Esse tema da tentação é interminável, como infindáveis são as pulsões de tentação humana. E o melhor que se pode fazer por si mesmo na hora da tentação, não é pensar que podemos vencê-la, mas sim que não temos o poder, em nossa carne, para combatê-la. E descansarmos em relação à tentação, pois ela se alimenta de nossa luta contra ela. Ou seja: quanto mais se enfrenta a tentação como tal, mais ela cresce em nós; e se orarmos contra ou em razão dela, mais ela se 'fixa' em nós; tornando-se uma devoção diabólica; fazendo-nos 'orar' contra aquilo que só se torna o que tememos quando é tratado como tal.
A única maneira de enfrentá-la é nos desobrigarmos de conversar com ela ou de respondê-la. Ou de mostrar para Deus e para nós mesmo que temos o poder do livramento e que, por isso, a venceremos. Porque o 'poder do livramento' do qual nos fala Paulo - escrevendo aos coríntios - só se efetiva na vida daquele que descansa no livramento que já é; e que não apenas será se o tornarmos real por nossas próprias forças!
Quando confiamos na Graça e no amor de Deus por nós, toda tentação perde seu poder; e se descansarmos na certeza de que Jesus já foi também tentado por nós, conhecendo cada uma de nossas fraquezas ou tendências, mais vicária e transferível, pela fé, será a vitória de Jesus em nosso favor. E isto, se houver confiança e descanso, pois descansando é que se vence a tentação, confiando na fidelidade e na imutabilidade do amor de Deus. Somente assim recebemos o poder de resistir. Ou de suportar a tentação. Desse ponto em diante as tentações deixam de ser “sobre-humanas”, e se tornam apenas humanas; e, portanto, reduzidas ao nosso próprio nível, deixando de ser um poder irresistível.
As tentações crescem na medida em que nossas pulsões psicológicas, provocadas pelas nossas próprias cobiças (insegurança essencial) - e que são os agentes progenitores do que chamamos tentação - se aninham e se fixam em nós como medo de Deus e de Sua punição. Por essa via elas apenas aumentam, visto que tal realidade existencial e psicológica aceita a provocação do "medo de estar sendo tentado".

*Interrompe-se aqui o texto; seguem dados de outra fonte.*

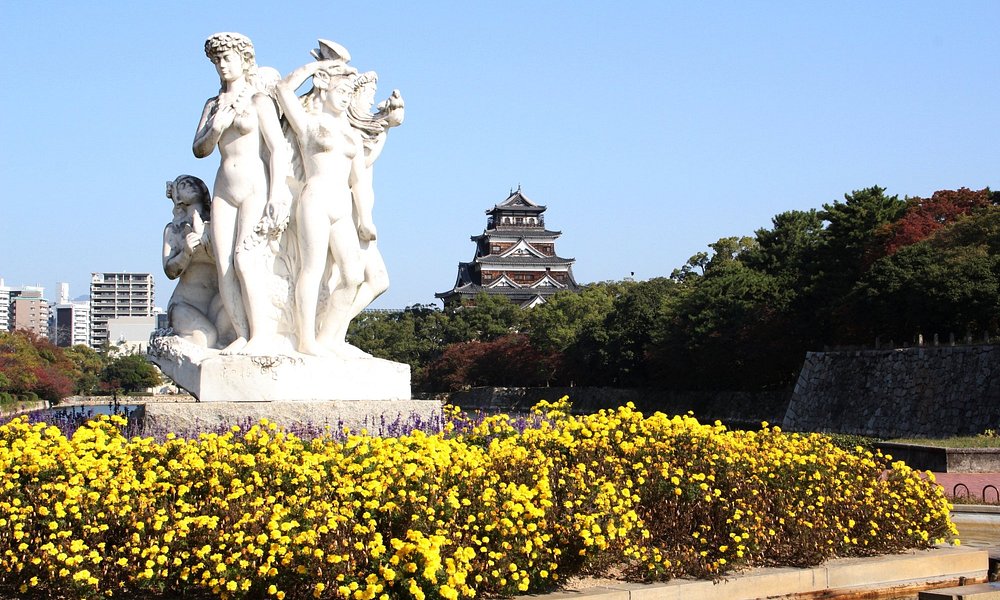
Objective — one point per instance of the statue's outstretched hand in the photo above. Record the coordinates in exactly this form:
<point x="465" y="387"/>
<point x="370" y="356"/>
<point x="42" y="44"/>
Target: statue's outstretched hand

Do mesmo modo elas crescem em razão de nosso debate com elas. Tentação come medo e se alimenta do seguinte cardápio: oração amedrontada, debate psicológico, discussão com ela, medo de Deus; e também de seu oposto, que é a arrogância que julga que por força própria se pode vencê-la. Quem já não tem justiça própria, não tem mais assunto com nenhuma tentação!
Quando a gente aprende isso, a tentação começa a perder o poder; posto que se alimenta de nossas importâncias; e sobretudo de nossa justiça-própria, de nossa necessidade de dar explicações a nós mesmos e aos céus; e, sobretudo, do medo de estar sendo tentado!
Quem desejar, pratique; e verá como as tentações não suportam a confiança e o descanso na Graça; e isso, em silêncio que nem ora contra, mas apenas ora em gratidão! O grande problema é aprender isso como confiança, na prática. E não, como 'teoria'.
E mais: aprender a ser grato e natural com Deus mesmo em tais horas críticas...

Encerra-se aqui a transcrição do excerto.